When my friend Tanja at the Pollux suggested I write a piece about Sjors, she asked that I not dwell on the fact that Sjors's intelligence ran mostly to ways of getting food, I agreed.

But I have to renege a little bit here. Sjors loved to eat. They have these big sausages here shaped like an O. Generally one cuts one of these sausages in half for one serving. Frits tells me that one time he came out of the Pollux kitchen carrying a half of one of these sausages on a tray, and Sjors, rather than following THAT piece of sausage like any normal dog would, puzzled out that if Frits had half a sausage, the other half must be in the kitchen, and so went into the kitchen and boosted that half.

For a while the Pollux had a Chinese cook. They had a couple of little menus scattered along the bar. It took Sjors but one night to figure out that when a customer looked at a menu invariably food would come to that customer. So that whenever Frits passed the menu to a customer Sjors knew food was coming, and the customer would suddenly discover a newfound or redoubled friendship with the Pollux BarDog, now sitting patiently with his head on the customer's knee. Yes, he was a mooch, but he mooched with a dignity seldom found in his species or my own. When Sjors was a young dog, Frits was going out to the bars and other places of ill repute. Sjors would accompany him.

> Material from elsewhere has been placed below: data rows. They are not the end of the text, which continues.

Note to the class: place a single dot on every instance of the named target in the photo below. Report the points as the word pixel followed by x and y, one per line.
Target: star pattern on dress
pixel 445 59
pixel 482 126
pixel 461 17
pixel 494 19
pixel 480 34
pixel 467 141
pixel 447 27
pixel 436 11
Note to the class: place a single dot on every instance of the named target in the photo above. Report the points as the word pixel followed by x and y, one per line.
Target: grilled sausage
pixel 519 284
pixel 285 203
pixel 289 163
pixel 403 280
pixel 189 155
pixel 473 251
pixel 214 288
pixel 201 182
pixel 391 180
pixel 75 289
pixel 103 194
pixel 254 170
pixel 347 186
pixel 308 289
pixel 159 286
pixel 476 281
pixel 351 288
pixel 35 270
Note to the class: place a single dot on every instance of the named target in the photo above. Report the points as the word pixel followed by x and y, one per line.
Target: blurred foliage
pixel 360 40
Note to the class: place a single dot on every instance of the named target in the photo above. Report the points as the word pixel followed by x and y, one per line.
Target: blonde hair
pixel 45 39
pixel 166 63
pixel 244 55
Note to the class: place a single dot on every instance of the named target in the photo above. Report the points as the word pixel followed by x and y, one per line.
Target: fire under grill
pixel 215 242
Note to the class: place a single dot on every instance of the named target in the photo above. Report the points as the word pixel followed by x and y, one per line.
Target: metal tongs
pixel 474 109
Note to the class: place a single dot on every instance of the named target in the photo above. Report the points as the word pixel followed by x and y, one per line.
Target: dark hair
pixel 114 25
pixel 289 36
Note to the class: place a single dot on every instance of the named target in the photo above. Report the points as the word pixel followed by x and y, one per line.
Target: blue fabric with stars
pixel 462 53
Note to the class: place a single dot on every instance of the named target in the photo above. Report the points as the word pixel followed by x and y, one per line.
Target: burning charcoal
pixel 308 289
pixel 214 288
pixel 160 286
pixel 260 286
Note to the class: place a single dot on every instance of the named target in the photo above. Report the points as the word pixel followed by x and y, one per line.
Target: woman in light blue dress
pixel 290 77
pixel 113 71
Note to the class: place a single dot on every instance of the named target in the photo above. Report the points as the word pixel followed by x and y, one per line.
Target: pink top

When René, Frits's brother, needed to find Frits for some hotel business or other, he would ask Sjors, "Where's Fritsje?" and Sjors would take him around Frits's then-current route until they turned Frits up.

He had a love of round things. Frits would take him to the beach. Kids would be playing football(soccer), and Sjors would see the ball and steal it every time. His joy at finding a ball would be short-lived, however, because his favorite part of this game was biting the ball until it exploded. He would then move on to other football games with unexploded balls. Frits got so tired of paying out ten or twenty guilders to disappointed and/or angry frustrated soccer players for each ball Sjors burst that he took to carrying a number of soccer balls around with him in the car, hidden from Sjors of course, for reparations. There is a football stadium here on the way to Haarlem or Schippol or somewhere, where Team Ajax plays their home games. Outside the stadium, as a kind of logo, is a huge replica of a football, about twenty meters in diameter. Once the family, with Sjors along, was driving along the highway and passed this big football. Sjors saw the ball and was blown away. He started leaping all over everyone, barking furiously as if to say "Did you see that BALL?" Watching it go by out the back of the car. Undoubtedly when he dreamed a good dream after that incident that big Ajax ball was the centerpiece.

A coupla months ago we had a going away party at the Pollux for Sjors, because Frits had gotten the word from the vet that Sjors's days were somewhat numbered. Instead of peanuts, dog cookies were served at the bar along with the drinks, so that everyone could indulge Sjors. I don't know if he finally got his fill of treats, but he did get his fill of cookies...

He made a lot of friends during his employment as the BarDog at the Pollux. When Will Thomas and his wife Mary Margaret came through town, Sjors swept MaryMargaret off her feet. She was absolutely taken with him. He was a handsome devil indeed that night, and I'm sure represents a lot of the charm that are Amsterdam memories to MaryMargaret. And Patty and I were proud to be associated with him, always, but especially that night. As an ambassador of the Amsterdam canine point of view, he did the town, and us, proud.

Everyone at the Pollux, where the elite meet to drink, has a Sjors story. Everyone, me included, feels they had a special relationship with him, and we're all correct. Sjors knew us all, maybe better than we know ourselves, and whenever we as individuals would get to a point of wandering, lost, a moment with Sjors would always remind us of just how special and okay we were, because Sjors was so special and okay. He will be missed.